April was rewrite month

I haven't been writing here much, mostly because I've been writing a lot elsewhere. In particular, I've been trying to rewrite a Young Adult novel that I first drafted during NaNoWriMo 2006.

In order to get focused, Chris thought up the idea of Manuscript Revision Month, in which we and a few other people would work extensively on a writing project, whether it be novel, non-fiction, or short story. We all came up with goals, and if we didn't finish we would have to place this horrific, battered Matisse print on our wall for three months. Also, we'd be trading manuscripts with each other at the end of the five weeks, so it'd suck if it still sucked.

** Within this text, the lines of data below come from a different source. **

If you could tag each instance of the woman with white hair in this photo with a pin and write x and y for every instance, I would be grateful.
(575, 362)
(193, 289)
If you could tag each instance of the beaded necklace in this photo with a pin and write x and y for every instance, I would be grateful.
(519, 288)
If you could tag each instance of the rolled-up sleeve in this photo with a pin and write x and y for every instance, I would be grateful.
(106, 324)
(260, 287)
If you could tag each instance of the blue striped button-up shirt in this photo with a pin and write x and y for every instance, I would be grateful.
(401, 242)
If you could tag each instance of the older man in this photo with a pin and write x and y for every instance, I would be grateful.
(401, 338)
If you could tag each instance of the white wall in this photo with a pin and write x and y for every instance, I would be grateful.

Well, the deadline is Monday. And pretty much no one has finished. But I have gotten a lot more accomplished than I thought I would. And I can tell you a lot about the coffee shops of the Bay Area that we visited during that time. So, consider this my own little Yelp page:


Ritual Roasters. Hipster central. Well, you need a good battery here, because they covered up the wall sockets. And it's usually really loud, either with music or people making billion dollar internet deals. But the donuts are amazing, the energy is high, and I hear the coffee rules (although Chris says to stay away from the Ethiopian beans). Me, I like the chai.

Cocha, er, Socha. Outer Mission café, relatively new. On a lazy Sunday, they had this cute older jazz duo having a great time playing Monk covers. Very mellow, free internet, sure not to last so go now.

East Bay:

A'Cuppa Tea. Claremont. Site of the best chai I've ever had -- and the most expensive. Then, next time I went, it wasn't as good, but it was equally pricey. It's good and quiet and you can usually get a table, but the baked goods are old and stale and hard. I like the overstuffed chairs, but I've only enjoyed them from afar because they're always taken.

Far Leaves. College/Ashby. This place rules! All tea, all the time. No food, really, but they make you huge pots of tea that you heat up right at your table. Very studious, very meditative, plus the best iced tea ever.

The Beanery. Also College/Ashby. Everyone knows the Beanery is practically my second home. The perfect East Bay work café, with internet and outlets and a nice (if occasionally eccentric) staff. The best, soft chocolate chip cookies.

Espresso Roma. Same as above. Never been a big fan. The ice cubes, and thus the cold drinks, taste weird and metallic. Kind of stinky interior, so-so baked goods.

Café Milano. Bancroft/Telegraph. Big and open late with a somewhat cavernous vibe. All right cookies and brownies (you can see what makes a good café in my mind). Same staff for a decade, good turkey sandwiches, which used to be my meal du jour when I was KALX music director.

Café Strada. Up the street from Milano. Good snacks, outdoor seating with heat lamps. Nice vibe, if very studenty.

Whole Foods café. Near Grand Lake. Good: Free Internet, Kambucha. Bad: Loud '80s soundtrack, horribly overpriced food.

UC Berkeley Music Dept Library
. Verrrry quiet, nothing to distract you except for odd magazines like Oboe Monthly. Downside: no drinks/snacks.